A wealth of evidence1 tells us that access to arts and culture from a very young age improves educational attainment as well as improving young peoples’ understanding of their place in the world, pride in where they live, and confidence to access culture later in life.
Current growth in Creative Industries (including advertising, architecture, the arts and antiques market, crafts, design, designer fashion, film, interactive leisure software, music, performing arts, publishing, software, television and radio) has been dubbed the 4th Industrial Revolution2. We need to make sure children in Greater Manchester can be part of this.
The Creative Industries are worth an estimated £111bn per year to the UK3
Greater Manchester has poor levels of cultural engagement at 60.13% of the general population, compared to a national average of 60.27%4. Oldham, Rochdale and Wigan are more than 5% below the national average for cultural engagement, in contrast to 68.37% in Greater London, 66.61% in the West Midlands City Region and 62.23% in Liverpool City Region.

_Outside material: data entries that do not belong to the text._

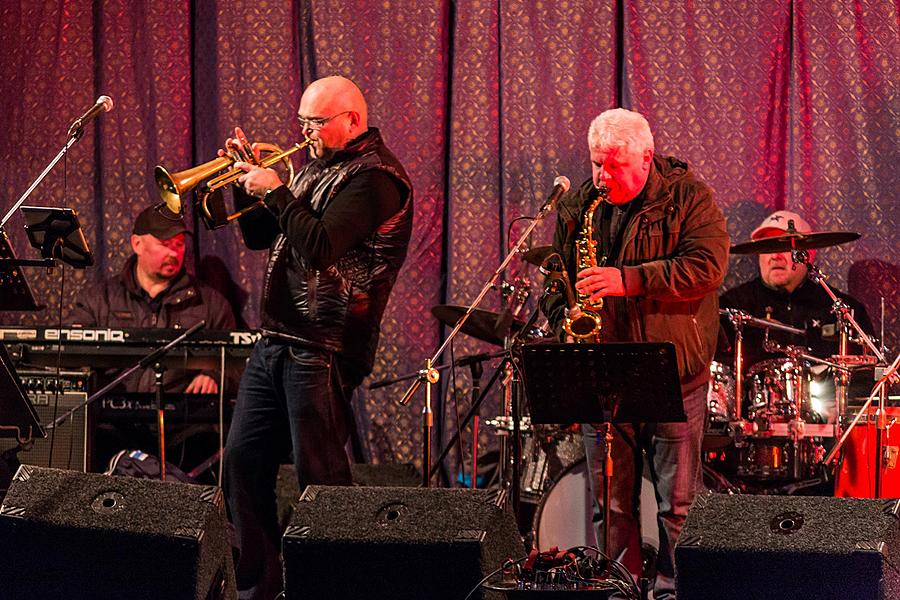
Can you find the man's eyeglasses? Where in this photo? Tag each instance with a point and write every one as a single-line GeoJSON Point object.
{"type": "Point", "coordinates": [317, 123]}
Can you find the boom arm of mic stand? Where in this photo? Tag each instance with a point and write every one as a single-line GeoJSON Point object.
{"type": "Point", "coordinates": [484, 290]}
{"type": "Point", "coordinates": [144, 363]}
{"type": "Point", "coordinates": [38, 181]}
{"type": "Point", "coordinates": [477, 403]}
{"type": "Point", "coordinates": [802, 257]}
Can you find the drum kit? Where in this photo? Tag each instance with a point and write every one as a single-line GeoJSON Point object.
{"type": "Point", "coordinates": [773, 426]}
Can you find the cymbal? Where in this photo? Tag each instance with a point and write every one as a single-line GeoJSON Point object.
{"type": "Point", "coordinates": [481, 324]}
{"type": "Point", "coordinates": [748, 319]}
{"type": "Point", "coordinates": [795, 241]}
{"type": "Point", "coordinates": [538, 255]}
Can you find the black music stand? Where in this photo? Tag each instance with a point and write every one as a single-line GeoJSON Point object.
{"type": "Point", "coordinates": [57, 233]}
{"type": "Point", "coordinates": [617, 382]}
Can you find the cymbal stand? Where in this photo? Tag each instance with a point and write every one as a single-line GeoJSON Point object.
{"type": "Point", "coordinates": [506, 370]}
{"type": "Point", "coordinates": [845, 316]}
{"type": "Point", "coordinates": [738, 427]}
{"type": "Point", "coordinates": [430, 375]}
{"type": "Point", "coordinates": [476, 369]}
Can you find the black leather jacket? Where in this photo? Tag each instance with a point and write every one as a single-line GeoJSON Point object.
{"type": "Point", "coordinates": [338, 307]}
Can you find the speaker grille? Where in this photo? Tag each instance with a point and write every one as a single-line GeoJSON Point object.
{"type": "Point", "coordinates": [80, 535]}
{"type": "Point", "coordinates": [70, 446]}
{"type": "Point", "coordinates": [395, 543]}
{"type": "Point", "coordinates": [746, 547]}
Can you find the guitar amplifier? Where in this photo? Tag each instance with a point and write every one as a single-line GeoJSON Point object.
{"type": "Point", "coordinates": [71, 442]}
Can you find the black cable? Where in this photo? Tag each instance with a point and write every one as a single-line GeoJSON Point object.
{"type": "Point", "coordinates": [503, 567]}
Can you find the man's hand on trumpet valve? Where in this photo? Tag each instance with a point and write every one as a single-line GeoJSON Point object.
{"type": "Point", "coordinates": [600, 282]}
{"type": "Point", "coordinates": [258, 181]}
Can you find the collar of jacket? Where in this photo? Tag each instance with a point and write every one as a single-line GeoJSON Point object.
{"type": "Point", "coordinates": [179, 290]}
{"type": "Point", "coordinates": [664, 171]}
{"type": "Point", "coordinates": [358, 145]}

‘Cultural and creative learning is a vital part of any education. It gives children the confidence and capability that they will need in a world and economy that depends on the skills that it provides. It is a basic block in building the future of the UK as a whole.’
Sir Nicholas Serota, Director of TATE
When promoting cultural visits and activities to schools across the city region, the primary barrier to attendance is transport costs, which cannot be met due to squeezed school budgets with little inbuilt flexibility.
This barrier becomes even more acute in areas where parents and carers have limited financial resource and schools are therefore unwilling to pass on costs to families. Schools further away from cultural clusters such as Manchester City Centre are further disadvantaged due to distance and resulting higher transport costs.
This means that school children, particularly in areas of deprivation or relative geographic isolation, are not getting access to the rich cultural offer across Greater Manchester and have few or no opportunities to explore the world beyond their local area.
Culture Bus proposed using the yellow school bus fleet to make transport to cultural venues easier and cheaper. These buses are leased by Transport for Greater Manchester to private operators primarily for journeys to and from school. This means that during a large period of the day, from around 9.30am to 2.30pm, the vehicles are unused.